Eid Ul Azha is just around the corner and once again the moo’s and meh’s are to be heard from every corner of Dhaka city. Parades of men with cows of different shapes and sizes would walk the streets flaunting their purchase eagerly waiting for passersby to ask that desired question. Besides asking ‘what’s it’s price?’, it’s time we ask ‘What are it’s rights?’

Animals have rights. As soon as we hear it, most of us would be like ‘Ensure basic human rights first!’ and laugh it off. In a third world country, advocating the rights of those who won’t pay you for doing so is considered a luxurious ambition. Hence, expecting a cow or a goat to be treated like living things is a far cry in this country.

In Bangladesh, despite having faith in religion, our actions defeat the sole purpose of this religious event that comes once a year.

Every year at the time of Eid Ul Azha, there is a huge demand of cows in the cattle markets. To meet the needs, they are imported from the neighbouring country India while some arrive in Bangladesh through illegal means.

Cattle Smuggling is rampant in the India Bangladesh border. Everyday almost 300-500 cows are smuggled over the border through inhuman and degrading ways. Most of them are tied with ropes and hurled from narrow exits within the border. As a result many cows die in transit, mostly out of suffocation. And the Law enforcers only find the smuggling illegal.

In the religion of Islam, It is forbidden to treat an animal cruelly or to kill it except as needed for food (also known as Zabiha). Zabiha is the prescribed rule for slaughter in Islamic law. The rule ensures minimum suffering to animals while slaughtering them for food. Among the many, two of them suggests

1. Usage of sharp knife so that it is done swiftly, not allowing the animal to feel any pain
2. Cutting the throat, windpipe and blood vessels keeping the spinal cord intact.

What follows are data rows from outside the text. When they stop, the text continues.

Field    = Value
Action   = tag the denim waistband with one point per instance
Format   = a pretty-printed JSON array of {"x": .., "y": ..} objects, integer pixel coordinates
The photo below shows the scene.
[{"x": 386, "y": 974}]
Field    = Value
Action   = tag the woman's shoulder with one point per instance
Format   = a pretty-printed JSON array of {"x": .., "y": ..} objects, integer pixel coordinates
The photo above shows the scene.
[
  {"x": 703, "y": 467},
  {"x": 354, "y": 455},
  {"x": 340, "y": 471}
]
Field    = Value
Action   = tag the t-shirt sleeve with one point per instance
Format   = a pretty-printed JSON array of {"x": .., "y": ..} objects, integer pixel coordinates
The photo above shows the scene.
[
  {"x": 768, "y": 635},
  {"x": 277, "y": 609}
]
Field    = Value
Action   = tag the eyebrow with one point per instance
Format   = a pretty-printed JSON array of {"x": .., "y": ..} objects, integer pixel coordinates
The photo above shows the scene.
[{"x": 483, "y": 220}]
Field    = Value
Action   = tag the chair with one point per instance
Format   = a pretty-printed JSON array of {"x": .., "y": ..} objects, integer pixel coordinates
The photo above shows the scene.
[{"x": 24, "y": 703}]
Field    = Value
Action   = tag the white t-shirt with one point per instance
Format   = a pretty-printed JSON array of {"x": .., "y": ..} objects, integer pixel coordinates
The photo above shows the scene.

This is also done to to minimize the pain.

Islamic Law clearly recognises animal rights as it is an obligation for all Muslims to be kind to animals. Even while handling a cow which is about to be sacrificed, Islamic law tells you to be merciful and try to make it easy for them. But in reality it is hardly practised.

Cows arrive in Bangladesh bruised, suffocated and punctured by the barbed border fence. They get crammed in trucks and sent all the way to Dhaka. Some of them get sick on the long journey while many die due to the congested space. Even after they make it to a purchaser’s house, they get tied up for hours before finally being slaughtered. They die writhing in pain for the slaughtering not done properly. In times where religious duties are forgotten, the only driving force is law.

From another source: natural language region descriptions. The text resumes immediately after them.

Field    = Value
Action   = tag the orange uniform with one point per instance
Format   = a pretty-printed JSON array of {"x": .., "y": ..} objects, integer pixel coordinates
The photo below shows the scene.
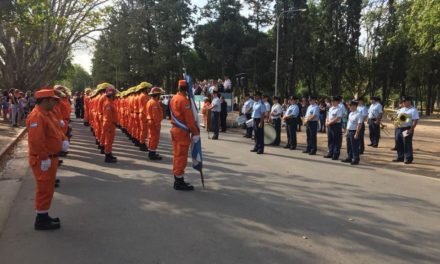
[
  {"x": 45, "y": 141},
  {"x": 143, "y": 114},
  {"x": 109, "y": 125},
  {"x": 180, "y": 133},
  {"x": 86, "y": 109},
  {"x": 154, "y": 117},
  {"x": 100, "y": 108},
  {"x": 66, "y": 109},
  {"x": 205, "y": 111}
]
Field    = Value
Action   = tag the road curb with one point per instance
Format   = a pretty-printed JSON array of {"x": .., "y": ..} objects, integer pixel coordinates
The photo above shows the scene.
[{"x": 4, "y": 152}]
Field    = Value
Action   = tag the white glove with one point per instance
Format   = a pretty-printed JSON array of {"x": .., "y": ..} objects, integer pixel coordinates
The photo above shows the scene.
[
  {"x": 196, "y": 138},
  {"x": 66, "y": 145},
  {"x": 45, "y": 164}
]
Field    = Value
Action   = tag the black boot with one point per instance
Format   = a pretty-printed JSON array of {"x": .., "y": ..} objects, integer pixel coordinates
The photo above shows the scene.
[
  {"x": 154, "y": 156},
  {"x": 143, "y": 147},
  {"x": 110, "y": 159},
  {"x": 45, "y": 222},
  {"x": 181, "y": 185}
]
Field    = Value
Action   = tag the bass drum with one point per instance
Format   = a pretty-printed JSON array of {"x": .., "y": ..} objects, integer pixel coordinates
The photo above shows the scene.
[
  {"x": 269, "y": 134},
  {"x": 241, "y": 120}
]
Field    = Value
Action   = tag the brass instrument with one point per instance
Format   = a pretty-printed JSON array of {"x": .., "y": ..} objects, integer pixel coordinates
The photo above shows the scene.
[
  {"x": 401, "y": 119},
  {"x": 384, "y": 128}
]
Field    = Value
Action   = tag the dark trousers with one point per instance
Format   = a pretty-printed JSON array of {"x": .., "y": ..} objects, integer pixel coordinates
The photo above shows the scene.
[
  {"x": 352, "y": 145},
  {"x": 291, "y": 125},
  {"x": 312, "y": 137},
  {"x": 361, "y": 139},
  {"x": 334, "y": 138},
  {"x": 79, "y": 112},
  {"x": 404, "y": 145},
  {"x": 277, "y": 125},
  {"x": 374, "y": 131},
  {"x": 215, "y": 116},
  {"x": 223, "y": 121},
  {"x": 249, "y": 129},
  {"x": 259, "y": 135},
  {"x": 322, "y": 117}
]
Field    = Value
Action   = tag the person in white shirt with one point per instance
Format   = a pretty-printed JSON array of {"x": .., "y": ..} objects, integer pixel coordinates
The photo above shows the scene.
[
  {"x": 405, "y": 131},
  {"x": 291, "y": 119},
  {"x": 275, "y": 115},
  {"x": 354, "y": 124},
  {"x": 258, "y": 113},
  {"x": 247, "y": 110},
  {"x": 311, "y": 122},
  {"x": 374, "y": 118},
  {"x": 268, "y": 107},
  {"x": 362, "y": 109},
  {"x": 215, "y": 108},
  {"x": 334, "y": 128},
  {"x": 228, "y": 84}
]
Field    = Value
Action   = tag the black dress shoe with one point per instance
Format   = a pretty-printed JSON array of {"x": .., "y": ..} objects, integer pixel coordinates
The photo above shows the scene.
[
  {"x": 354, "y": 162},
  {"x": 44, "y": 222},
  {"x": 181, "y": 185}
]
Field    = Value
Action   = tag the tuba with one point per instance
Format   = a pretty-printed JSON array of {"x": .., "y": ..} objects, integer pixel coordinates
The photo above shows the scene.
[{"x": 401, "y": 118}]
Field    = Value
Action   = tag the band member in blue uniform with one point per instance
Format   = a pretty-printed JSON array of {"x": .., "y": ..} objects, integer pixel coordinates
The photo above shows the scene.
[
  {"x": 407, "y": 119},
  {"x": 311, "y": 122},
  {"x": 334, "y": 129},
  {"x": 374, "y": 118},
  {"x": 291, "y": 119},
  {"x": 247, "y": 111},
  {"x": 258, "y": 115},
  {"x": 354, "y": 125}
]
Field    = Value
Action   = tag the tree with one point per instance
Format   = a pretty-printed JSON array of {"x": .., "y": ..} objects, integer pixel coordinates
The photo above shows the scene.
[
  {"x": 37, "y": 36},
  {"x": 76, "y": 78}
]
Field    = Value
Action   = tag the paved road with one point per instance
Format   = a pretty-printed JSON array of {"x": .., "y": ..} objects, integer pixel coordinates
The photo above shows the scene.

It is the fear of sanction that has the power to instill the idea of animal rights in us. The only law that talks about animal rights in Bangladesh THE CRUELTY TO ANIMALS ACT, 1920 imposes a 100 taka fine or an imprisonment of 3 months or both to anyone torturing an animal.

Section 4 of the Act states that If any person-

(a) overdrives, cruelty or unnecessarily beats, or otherwise ill-treats any animal, or

(b) binds, keeps or carries any animal in such a manner or position as to subject the animal to unnecessary pain or suffering, or

(c) offers, exposes or has in his possession for sale any live animal which is suffering pain by reason of mutilation, starvation, thirst, overcrowding or other ill-treatment, or any dead animal which he has reason to believe to have been killed in an unnecessarily cruel manner,

he shall be punished for every such offence with fine which may extend to one hundred Taka , or with imprisonment for a term which may extend to three months, or with both.

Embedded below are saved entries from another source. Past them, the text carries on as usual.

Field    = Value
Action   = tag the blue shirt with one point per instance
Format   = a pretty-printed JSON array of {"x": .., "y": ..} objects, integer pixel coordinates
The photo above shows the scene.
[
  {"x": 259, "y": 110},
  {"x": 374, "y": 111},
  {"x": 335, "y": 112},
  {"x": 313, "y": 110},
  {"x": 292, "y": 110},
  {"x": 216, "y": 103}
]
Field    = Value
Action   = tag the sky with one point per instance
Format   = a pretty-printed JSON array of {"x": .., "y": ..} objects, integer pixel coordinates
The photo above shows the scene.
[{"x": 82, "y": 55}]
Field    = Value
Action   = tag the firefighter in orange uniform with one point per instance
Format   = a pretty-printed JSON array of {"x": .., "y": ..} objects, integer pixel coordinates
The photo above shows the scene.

Besides this existing law, something new is on its way. As per the draft of a proposed new law, ‘The Animal Welfare Act 2016′, any person killing or badly injuring an animal would have to face two years’ imprisonment or Tk 50,000 fine or both. This surely is positive news for our voiceless friends of the nature. Such laws will not only control torturing street dogs or other animals but regulate the treatment of cattle in Bangladesh.

The proposed law is ambitious and is expected to create a significant impact over the Bangladeshi society. While PETA is busy trying to stop cows being ill treated at dairy farms, we are tossing them over fences like badminton. But recent developments suggest animal rights are progressing in this part of the world. Effective enforcement of such strict liability would ensure that even the cows that are to be slaughtered in the Eid Ul Azha gets fair treatment. This is how the holiness of the event will remain intact.